Segala perubahan fisik inilah yang semakin memompa ketakutan saya terhadap kematian.
Saya pun berbicara kepada Hayley Mickleburgh, seorang ahli tafonomi forensik yang mempelajari proses pembusukan mayat. Walau terdengar mengerikan, profesi ini membantunya belajar kematian adalah takdir yang tak terhindarkan.
“Ada sensasi tersendiri menyaksikan tubuh membusuk secara langsung,” ungkapnya. “[Kesempatan ini] menyadarkan siapa kita sebagai manusia.”
“Contohnya, kamu melihat jasad tetangga yang dulu sering berpapasan denganmu di pasar. Tubuhnya yang dulu segar bugar, berubah menjijikkan dan dikerubungi belatung.”
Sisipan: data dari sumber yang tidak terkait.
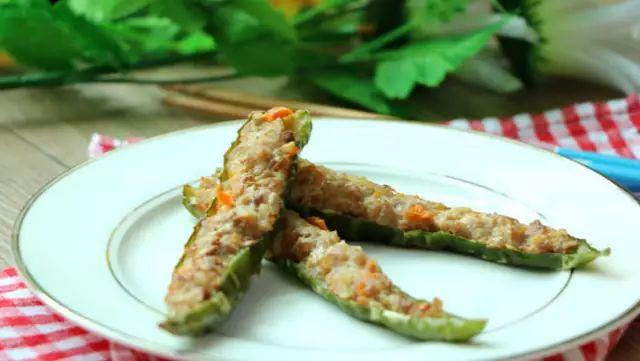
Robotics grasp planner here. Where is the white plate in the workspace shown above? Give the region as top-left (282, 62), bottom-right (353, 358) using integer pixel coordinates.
top-left (13, 119), bottom-right (640, 361)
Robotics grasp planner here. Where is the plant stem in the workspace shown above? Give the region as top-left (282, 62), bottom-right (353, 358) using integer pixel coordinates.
top-left (93, 73), bottom-right (241, 85)
top-left (0, 52), bottom-right (215, 90)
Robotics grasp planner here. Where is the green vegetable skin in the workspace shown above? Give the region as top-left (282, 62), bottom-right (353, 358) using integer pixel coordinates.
top-left (276, 260), bottom-right (487, 341)
top-left (183, 165), bottom-right (610, 270)
top-left (183, 185), bottom-right (486, 341)
top-left (276, 260), bottom-right (487, 341)
top-left (160, 111), bottom-right (311, 336)
top-left (272, 212), bottom-right (487, 341)
top-left (304, 207), bottom-right (610, 270)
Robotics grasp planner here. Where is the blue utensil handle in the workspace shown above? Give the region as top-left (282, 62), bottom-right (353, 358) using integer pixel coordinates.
top-left (576, 159), bottom-right (640, 192)
top-left (556, 147), bottom-right (640, 172)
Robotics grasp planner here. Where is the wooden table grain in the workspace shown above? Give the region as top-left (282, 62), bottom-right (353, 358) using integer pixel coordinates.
top-left (0, 71), bottom-right (640, 361)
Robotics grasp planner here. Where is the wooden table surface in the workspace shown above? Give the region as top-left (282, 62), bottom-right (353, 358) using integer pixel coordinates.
top-left (0, 69), bottom-right (640, 361)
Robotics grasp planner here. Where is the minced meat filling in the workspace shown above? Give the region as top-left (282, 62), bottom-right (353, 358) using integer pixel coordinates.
top-left (291, 160), bottom-right (578, 253)
top-left (194, 159), bottom-right (579, 253)
top-left (166, 113), bottom-right (297, 314)
top-left (273, 211), bottom-right (442, 317)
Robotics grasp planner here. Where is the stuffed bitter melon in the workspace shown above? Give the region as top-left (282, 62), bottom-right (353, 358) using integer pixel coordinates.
top-left (161, 108), bottom-right (311, 335)
top-left (184, 160), bottom-right (609, 269)
top-left (269, 210), bottom-right (486, 341)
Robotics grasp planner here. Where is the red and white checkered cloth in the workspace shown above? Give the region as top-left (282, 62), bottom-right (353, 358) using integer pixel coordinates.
top-left (0, 95), bottom-right (640, 361)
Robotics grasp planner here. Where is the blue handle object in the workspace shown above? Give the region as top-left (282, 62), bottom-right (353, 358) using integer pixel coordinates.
top-left (556, 148), bottom-right (640, 171)
top-left (556, 148), bottom-right (640, 192)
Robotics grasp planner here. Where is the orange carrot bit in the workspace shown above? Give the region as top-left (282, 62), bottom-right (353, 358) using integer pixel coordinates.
top-left (307, 217), bottom-right (329, 231)
top-left (404, 204), bottom-right (433, 222)
top-left (364, 259), bottom-right (378, 273)
top-left (216, 183), bottom-right (233, 207)
top-left (262, 107), bottom-right (293, 122)
top-left (289, 144), bottom-right (300, 157)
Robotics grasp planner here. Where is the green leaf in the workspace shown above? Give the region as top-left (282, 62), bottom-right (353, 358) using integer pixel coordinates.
top-left (53, 1), bottom-right (134, 67)
top-left (108, 16), bottom-right (180, 57)
top-left (0, 6), bottom-right (81, 70)
top-left (207, 5), bottom-right (295, 76)
top-left (176, 31), bottom-right (216, 54)
top-left (309, 70), bottom-right (392, 114)
top-left (375, 21), bottom-right (504, 99)
top-left (406, 0), bottom-right (469, 25)
top-left (340, 23), bottom-right (413, 63)
top-left (228, 0), bottom-right (296, 40)
top-left (149, 0), bottom-right (207, 32)
top-left (69, 0), bottom-right (154, 22)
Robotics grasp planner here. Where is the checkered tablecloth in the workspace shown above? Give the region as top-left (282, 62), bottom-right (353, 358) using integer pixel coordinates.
top-left (0, 95), bottom-right (640, 361)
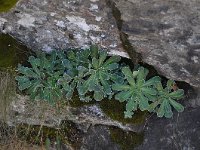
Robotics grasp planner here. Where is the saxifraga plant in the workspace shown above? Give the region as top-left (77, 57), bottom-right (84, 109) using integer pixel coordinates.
top-left (149, 80), bottom-right (184, 118)
top-left (16, 51), bottom-right (64, 104)
top-left (60, 45), bottom-right (123, 101)
top-left (113, 67), bottom-right (184, 118)
top-left (113, 67), bottom-right (160, 118)
top-left (16, 45), bottom-right (184, 118)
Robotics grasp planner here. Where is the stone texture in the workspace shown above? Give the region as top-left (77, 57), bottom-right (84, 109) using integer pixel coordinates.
top-left (6, 95), bottom-right (143, 132)
top-left (114, 0), bottom-right (200, 87)
top-left (136, 107), bottom-right (200, 150)
top-left (0, 0), bottom-right (127, 56)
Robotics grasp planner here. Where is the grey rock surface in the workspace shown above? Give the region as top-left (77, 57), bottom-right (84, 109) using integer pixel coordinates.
top-left (80, 126), bottom-right (121, 150)
top-left (114, 0), bottom-right (200, 87)
top-left (136, 107), bottom-right (200, 150)
top-left (0, 0), bottom-right (127, 55)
Mickleburgh mengatakan, ia tertarik pada fase “antara hidup dan mati”, yang mana jasad seseorang masih ada artinya bagi keluarga, meski pemiliknya sudah tiada. “Saat ada yang meninggal, orang cenderung memikirkan perubahan yang terjadi pada jasadnya. Di negara Barat, kita berusaha keras supaya jenazah tidak cepat membusuk. Jenazah didandani agar terlihat seperti sedang tidur. Namun, di berbagai kebudayaan lain, jasad seseorang dibiarkan membusuk alami.”
Mickleburgh mengaku terpesona oleh ritual yang mempercepat proses pembusukan mayat. Ia mengambil contoh upacara pemakaman langit masyarakat Tibet. Di sana, jenazah akan dibawa ke puncak gunung supaya dimakan burung. “Proses transformasinya terjadi sangat cepat. Jasad langsung berubah wujudnya, tak lagi seperti orang yang kamu kenal dulu,” jelasnya.
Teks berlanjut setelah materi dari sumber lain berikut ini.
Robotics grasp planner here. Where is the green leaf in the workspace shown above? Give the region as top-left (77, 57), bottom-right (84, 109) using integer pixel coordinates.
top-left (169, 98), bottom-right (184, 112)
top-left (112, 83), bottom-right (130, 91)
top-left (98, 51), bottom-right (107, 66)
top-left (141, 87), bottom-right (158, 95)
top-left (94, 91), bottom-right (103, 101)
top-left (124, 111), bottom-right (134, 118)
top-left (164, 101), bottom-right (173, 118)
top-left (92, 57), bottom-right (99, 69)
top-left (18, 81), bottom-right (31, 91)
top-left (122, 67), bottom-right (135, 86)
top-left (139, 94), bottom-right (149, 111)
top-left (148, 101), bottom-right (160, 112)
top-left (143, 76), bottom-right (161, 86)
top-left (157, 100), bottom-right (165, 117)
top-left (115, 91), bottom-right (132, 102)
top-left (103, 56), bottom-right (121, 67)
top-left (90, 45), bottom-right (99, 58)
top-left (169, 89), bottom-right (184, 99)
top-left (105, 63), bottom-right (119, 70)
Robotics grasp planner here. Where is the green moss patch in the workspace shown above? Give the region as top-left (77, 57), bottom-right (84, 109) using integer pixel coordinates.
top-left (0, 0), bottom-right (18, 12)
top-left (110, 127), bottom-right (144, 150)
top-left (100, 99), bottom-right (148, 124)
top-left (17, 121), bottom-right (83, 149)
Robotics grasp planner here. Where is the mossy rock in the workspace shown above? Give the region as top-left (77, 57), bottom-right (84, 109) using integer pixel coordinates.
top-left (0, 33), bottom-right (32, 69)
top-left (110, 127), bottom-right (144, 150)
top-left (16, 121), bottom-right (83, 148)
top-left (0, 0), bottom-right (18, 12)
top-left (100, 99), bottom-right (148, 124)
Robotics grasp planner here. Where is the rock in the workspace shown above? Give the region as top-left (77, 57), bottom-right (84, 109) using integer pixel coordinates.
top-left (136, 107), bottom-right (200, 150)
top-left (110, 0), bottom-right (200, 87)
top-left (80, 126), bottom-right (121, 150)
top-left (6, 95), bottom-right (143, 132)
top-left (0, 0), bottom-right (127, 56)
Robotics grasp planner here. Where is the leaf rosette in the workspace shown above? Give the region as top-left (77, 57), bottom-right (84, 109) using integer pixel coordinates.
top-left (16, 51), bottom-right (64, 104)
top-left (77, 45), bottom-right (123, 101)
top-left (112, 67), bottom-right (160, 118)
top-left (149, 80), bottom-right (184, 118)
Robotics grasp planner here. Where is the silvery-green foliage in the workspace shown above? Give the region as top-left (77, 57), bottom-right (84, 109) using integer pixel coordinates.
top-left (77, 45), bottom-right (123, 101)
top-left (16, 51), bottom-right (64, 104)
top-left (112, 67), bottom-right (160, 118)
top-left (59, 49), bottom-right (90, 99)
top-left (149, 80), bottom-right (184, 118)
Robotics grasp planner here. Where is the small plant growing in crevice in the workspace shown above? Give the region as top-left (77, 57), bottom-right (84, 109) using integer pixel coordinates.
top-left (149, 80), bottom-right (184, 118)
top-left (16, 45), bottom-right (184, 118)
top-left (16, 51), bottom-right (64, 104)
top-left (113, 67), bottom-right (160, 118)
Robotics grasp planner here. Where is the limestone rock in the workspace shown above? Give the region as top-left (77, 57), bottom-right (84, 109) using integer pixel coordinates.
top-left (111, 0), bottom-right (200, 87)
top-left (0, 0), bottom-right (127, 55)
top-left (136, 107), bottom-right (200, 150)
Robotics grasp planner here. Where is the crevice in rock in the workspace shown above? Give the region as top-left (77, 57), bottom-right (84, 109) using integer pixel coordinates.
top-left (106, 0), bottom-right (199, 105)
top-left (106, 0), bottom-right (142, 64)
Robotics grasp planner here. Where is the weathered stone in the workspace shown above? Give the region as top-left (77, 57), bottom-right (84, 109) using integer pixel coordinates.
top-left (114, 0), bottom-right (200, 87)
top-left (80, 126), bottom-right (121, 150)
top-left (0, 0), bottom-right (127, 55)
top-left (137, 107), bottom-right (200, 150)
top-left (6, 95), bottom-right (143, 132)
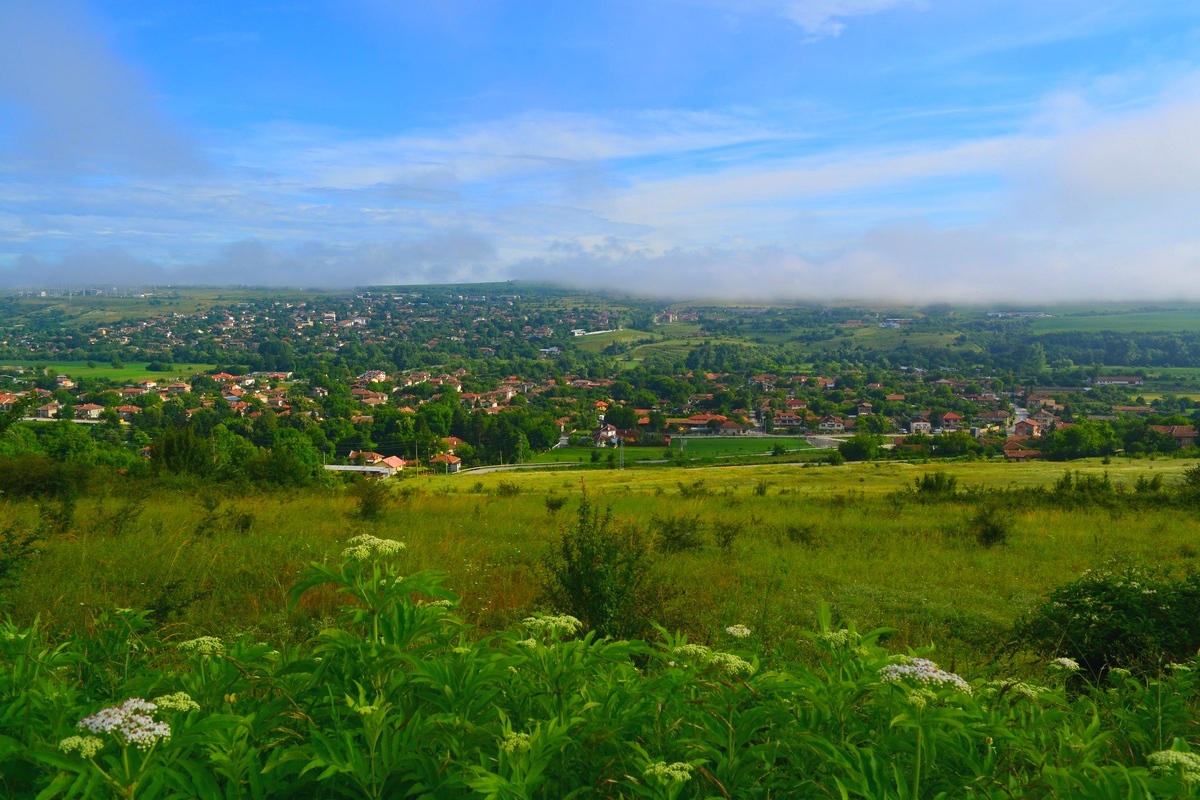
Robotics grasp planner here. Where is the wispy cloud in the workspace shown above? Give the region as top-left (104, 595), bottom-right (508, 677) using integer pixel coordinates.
top-left (782, 0), bottom-right (924, 36)
top-left (0, 0), bottom-right (200, 173)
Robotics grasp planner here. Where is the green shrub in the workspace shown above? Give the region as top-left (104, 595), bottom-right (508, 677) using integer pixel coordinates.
top-left (913, 470), bottom-right (959, 500)
top-left (1016, 565), bottom-right (1200, 675)
top-left (650, 513), bottom-right (704, 553)
top-left (546, 494), bottom-right (566, 517)
top-left (712, 519), bottom-right (745, 553)
top-left (353, 479), bottom-right (391, 522)
top-left (542, 493), bottom-right (654, 637)
top-left (968, 505), bottom-right (1013, 547)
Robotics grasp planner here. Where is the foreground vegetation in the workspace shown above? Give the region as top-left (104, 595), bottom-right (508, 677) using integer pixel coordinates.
top-left (7, 527), bottom-right (1200, 799)
top-left (0, 459), bottom-right (1200, 664)
top-left (0, 459), bottom-right (1200, 798)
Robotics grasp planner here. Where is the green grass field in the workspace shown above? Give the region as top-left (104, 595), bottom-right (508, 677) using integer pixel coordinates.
top-left (671, 437), bottom-right (812, 458)
top-left (575, 329), bottom-right (656, 353)
top-left (530, 437), bottom-right (812, 464)
top-left (9, 453), bottom-right (1200, 662)
top-left (0, 361), bottom-right (216, 383)
top-left (1030, 308), bottom-right (1200, 333)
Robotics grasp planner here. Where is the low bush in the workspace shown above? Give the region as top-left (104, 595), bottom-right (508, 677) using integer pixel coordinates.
top-left (650, 515), bottom-right (704, 553)
top-left (542, 493), bottom-right (658, 637)
top-left (1016, 565), bottom-right (1200, 675)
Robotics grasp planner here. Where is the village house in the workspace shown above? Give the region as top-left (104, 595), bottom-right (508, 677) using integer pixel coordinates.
top-left (936, 411), bottom-right (962, 431)
top-left (1096, 375), bottom-right (1146, 386)
top-left (76, 403), bottom-right (104, 420)
top-left (817, 414), bottom-right (846, 433)
top-left (430, 453), bottom-right (462, 475)
top-left (1148, 425), bottom-right (1196, 447)
top-left (1030, 408), bottom-right (1058, 431)
top-left (1013, 419), bottom-right (1042, 437)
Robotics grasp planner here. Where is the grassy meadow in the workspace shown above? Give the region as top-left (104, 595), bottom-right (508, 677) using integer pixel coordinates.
top-left (0, 453), bottom-right (1200, 668)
Bagi Mickleburgh, munculnya kerangka manusia adalah tanda berakhirnya proses kematian. Sementara itu, Charlotte percaya ia bisa berkumpul kembali dengan keluarganya di akhirat nanti.
Kematian terdengar kejam kalau kita hanya mengukurnya dari sudut pandang individu. Bagaimana tidak? Orang yang sekarat akan tersiksa, lalu kepergiannya akan meninggalkan duka mendalam bagi orang-orang terdekatnya. Namun, segala yang hidup di dunia ini pasti akan mati. Fakta itu tidak dapat kita bantah.
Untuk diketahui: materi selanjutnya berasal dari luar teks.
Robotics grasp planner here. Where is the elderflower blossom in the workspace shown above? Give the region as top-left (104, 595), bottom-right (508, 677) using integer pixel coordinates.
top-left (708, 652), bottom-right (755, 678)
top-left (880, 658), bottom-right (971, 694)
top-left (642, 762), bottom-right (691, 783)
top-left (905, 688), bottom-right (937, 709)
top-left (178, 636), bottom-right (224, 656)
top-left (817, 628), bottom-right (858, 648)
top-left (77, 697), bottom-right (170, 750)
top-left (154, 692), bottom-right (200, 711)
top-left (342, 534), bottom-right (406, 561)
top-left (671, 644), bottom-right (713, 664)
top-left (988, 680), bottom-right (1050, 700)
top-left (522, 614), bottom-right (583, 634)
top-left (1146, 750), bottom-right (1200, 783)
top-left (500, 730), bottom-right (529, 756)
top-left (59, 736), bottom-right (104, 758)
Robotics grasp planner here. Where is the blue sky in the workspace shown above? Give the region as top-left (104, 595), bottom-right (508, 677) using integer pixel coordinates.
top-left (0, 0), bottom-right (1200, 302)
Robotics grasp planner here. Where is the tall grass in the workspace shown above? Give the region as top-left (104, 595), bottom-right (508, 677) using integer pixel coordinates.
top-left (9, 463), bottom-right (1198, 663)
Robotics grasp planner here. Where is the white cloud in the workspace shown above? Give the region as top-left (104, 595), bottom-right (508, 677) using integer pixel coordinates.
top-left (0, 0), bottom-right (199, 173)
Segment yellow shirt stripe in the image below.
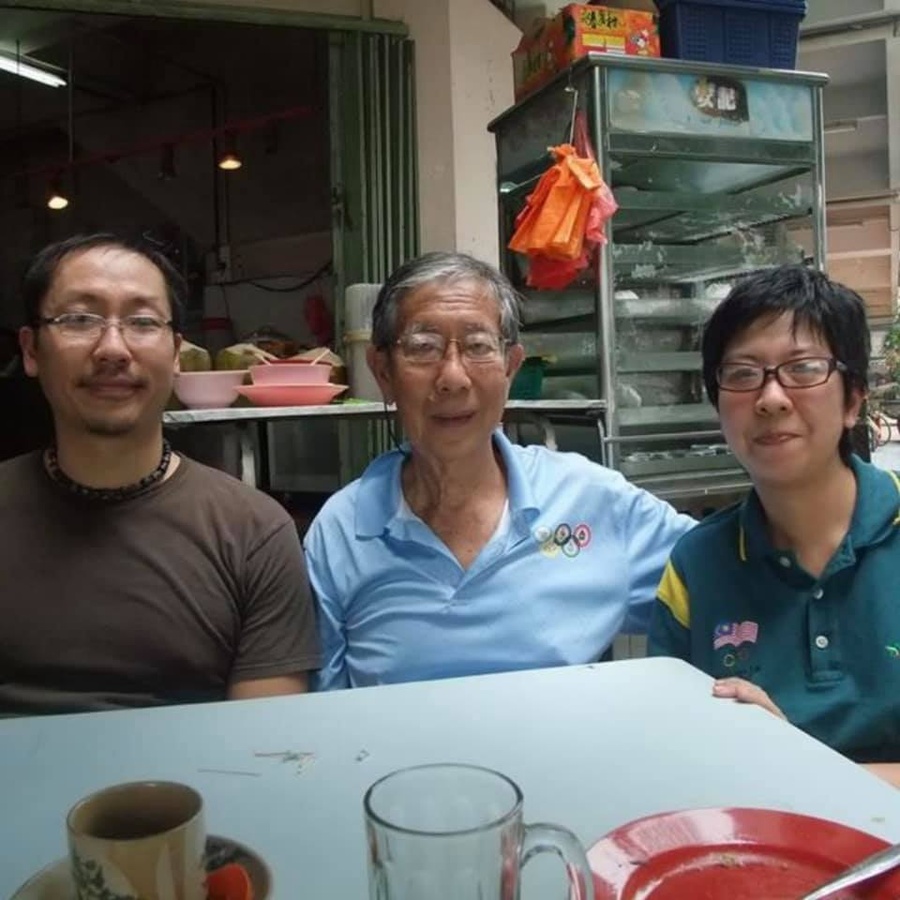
[656,560,691,628]
[888,469,900,525]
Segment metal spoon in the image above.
[800,844,900,900]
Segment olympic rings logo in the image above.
[532,522,592,559]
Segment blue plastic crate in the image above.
[655,0,806,69]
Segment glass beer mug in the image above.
[363,763,594,900]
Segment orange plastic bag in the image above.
[508,112,618,290]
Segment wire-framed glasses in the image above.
[716,356,847,392]
[396,331,508,366]
[38,313,172,345]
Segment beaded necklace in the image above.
[44,439,172,503]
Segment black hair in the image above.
[701,265,871,462]
[22,232,188,333]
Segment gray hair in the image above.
[372,252,521,350]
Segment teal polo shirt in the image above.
[649,457,900,762]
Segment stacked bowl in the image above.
[237,360,347,406]
[174,369,247,409]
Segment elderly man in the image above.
[0,234,319,715]
[306,253,694,688]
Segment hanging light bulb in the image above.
[157,144,178,181]
[47,175,69,210]
[218,131,243,172]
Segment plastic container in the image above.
[509,356,547,400]
[343,284,382,400]
[656,0,806,69]
[173,369,247,409]
[250,362,331,384]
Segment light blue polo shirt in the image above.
[650,457,900,762]
[304,431,694,689]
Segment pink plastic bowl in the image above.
[250,363,331,384]
[175,369,247,409]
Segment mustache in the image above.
[77,374,147,388]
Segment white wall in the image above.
[375,0,521,262]
[450,0,521,263]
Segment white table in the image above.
[0,659,900,900]
[163,400,606,489]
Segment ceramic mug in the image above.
[66,781,206,900]
[363,763,594,900]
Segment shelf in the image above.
[616,351,701,374]
[619,403,719,428]
[522,289,719,327]
[619,453,740,478]
[489,54,825,502]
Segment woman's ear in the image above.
[844,387,869,429]
[366,344,394,403]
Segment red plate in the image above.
[588,809,900,900]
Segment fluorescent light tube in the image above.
[0,54,66,87]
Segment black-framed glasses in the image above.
[716,356,847,392]
[38,313,173,345]
[394,331,509,366]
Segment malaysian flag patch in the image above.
[713,622,759,650]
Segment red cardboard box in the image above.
[512,3,659,100]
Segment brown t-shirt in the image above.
[0,454,319,715]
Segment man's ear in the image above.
[366,344,394,403]
[506,344,525,381]
[19,325,38,378]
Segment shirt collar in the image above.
[355,428,540,539]
[737,455,900,562]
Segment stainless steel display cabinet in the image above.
[489,53,827,506]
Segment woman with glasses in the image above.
[305,253,694,688]
[650,266,900,783]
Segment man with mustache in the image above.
[0,234,318,715]
[650,266,900,785]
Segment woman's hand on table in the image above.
[713,678,787,721]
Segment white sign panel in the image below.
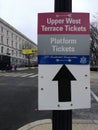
[38,65,90,110]
[38,12,90,110]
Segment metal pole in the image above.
[52,0,72,130]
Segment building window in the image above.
[7,30,9,36]
[16,42,17,49]
[6,48,9,54]
[1,46,4,53]
[11,41,13,47]
[7,39,9,45]
[12,50,14,55]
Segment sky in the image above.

“Kematian adalah tujuan akhir kehidupan kita. Kematian itu pasti, tapi tak seorang pun tahu kapan ajalnya,” ujar Mickleburgh. “Andai saya meninggal hari ini, saya tidak takut apa yang akan terjadi pada tubuhku. Namun, saya khawatir harus meninggalkan orang-orang yang membutuhkanku. Saya tidak mau meninggalkan anak dan suami sendirian.”
Artikel ini pertama kali tayang di VICE Netherlands.